Mike Hollingshead is one of the most humble men I know. The only attention he seeks is from his parents' dogs. Okay, that's not entirely fair, as he has been self-employed since 2004, living life as a full-time storm chaser. He makes his living from video and still photography, mainly of severe and extreme Miswest weather, of which he is in a very small but exclusive class of the very best. So good, in fact, his work was pirated and misrepresented dozens of times as being Hurricane Katrina Ccoming ashore, extreme African weather, and I believe one 4-H boy in Michigan won a county fair photo contest with one of his pictures (that's no shit!). He partnered with the late Eric Nguyen and has co-authored what I consider the best book (photography or otherwise) on storm chasing, titled, Adventures in Tornado Alley: The Storm Chasers.

While I very much try to downplay my little hobby of storm chasing when it comes up in casual conversation, once engaged, I tend to proceed to bore people to tears about what it's all about. But if you're at all curious about what it's really like....the endless miles of driving (usually all for nothing), the intensity of being up close to something very dangerous (only if you don't know what you're looking at), and the sheer beauty of what happens when warm air collides with cold...... If you want to know what storm chasing really is, buy this book.

And if you read this, H, I especially enjoyed the May 10, 2005 chase account. ;) One of my all-time favorites, as well.

Guy walks into a blog.....

So I’ve been toying with this idea for a while now. With so many people drawn aimlessly to the two largest online human-mind bug zappers of the internet, namely MySpace and Facebook, it is no surprise that the concept of a blog has become intriguing. It’s not like a blog is radical new technology, but the concept of even timidly sharing even a fraction of your life (or lives, depending on who’s in the picture) across the abyss of the internet is a bit intimidating. But screw it. Sometimes you just can’t get to everyone you want to, either via email or phone, or the newest mind-draining concept, the oh-so-personal text message. While still avoiding those other online cesspools like the Plague, I think this sort of medium will fit the bill.

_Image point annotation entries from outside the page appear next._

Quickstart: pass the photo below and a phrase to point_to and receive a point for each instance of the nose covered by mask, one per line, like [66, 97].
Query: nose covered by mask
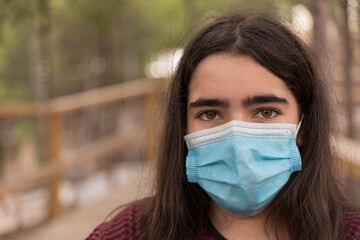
[241, 165]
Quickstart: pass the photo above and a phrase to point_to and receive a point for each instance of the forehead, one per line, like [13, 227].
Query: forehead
[224, 75]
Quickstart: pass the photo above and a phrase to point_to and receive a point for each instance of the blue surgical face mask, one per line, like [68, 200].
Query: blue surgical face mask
[242, 166]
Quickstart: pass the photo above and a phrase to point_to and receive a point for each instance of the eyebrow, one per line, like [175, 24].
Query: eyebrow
[210, 102]
[263, 99]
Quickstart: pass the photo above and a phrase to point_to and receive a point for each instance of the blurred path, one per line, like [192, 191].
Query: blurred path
[79, 222]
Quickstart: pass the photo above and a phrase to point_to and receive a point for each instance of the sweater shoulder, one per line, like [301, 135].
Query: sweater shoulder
[125, 225]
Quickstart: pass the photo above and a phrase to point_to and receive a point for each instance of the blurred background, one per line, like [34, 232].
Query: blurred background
[82, 83]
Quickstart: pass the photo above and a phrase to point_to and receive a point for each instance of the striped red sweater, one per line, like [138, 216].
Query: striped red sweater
[125, 226]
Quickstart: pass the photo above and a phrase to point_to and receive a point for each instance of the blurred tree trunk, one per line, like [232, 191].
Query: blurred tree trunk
[348, 62]
[320, 44]
[40, 64]
[39, 52]
[190, 10]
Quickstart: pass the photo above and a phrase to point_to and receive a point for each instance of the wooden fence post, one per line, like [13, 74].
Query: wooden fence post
[53, 139]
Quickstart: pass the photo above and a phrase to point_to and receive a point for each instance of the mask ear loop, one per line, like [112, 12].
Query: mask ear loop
[299, 125]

Of course, many of you know that when it comes to interests and hobbies, the metaphor “all over the map” may not do justice. (Is “all over the map” a metaphor or a euphemism?? Let me know on that, please. Thanks in advance.) As time goes, it should be pretty obvious what many of those likes, hobbies, interest are. The theme for this landing pad of randomness comes from many road trips where the rules of the game were to name the tune on the radio in the fastest time possible, preferably without the help of lyrics. My obvious skill at this prompted the utterance of the title of this page: Utterly Useless Knowledge. This phrase has also been used to describe my odd ability to cross-reference Iowa towns with their school districts, so greetings to all you Hartley-Melvin-Sanborn readers out there, of which I know none of you!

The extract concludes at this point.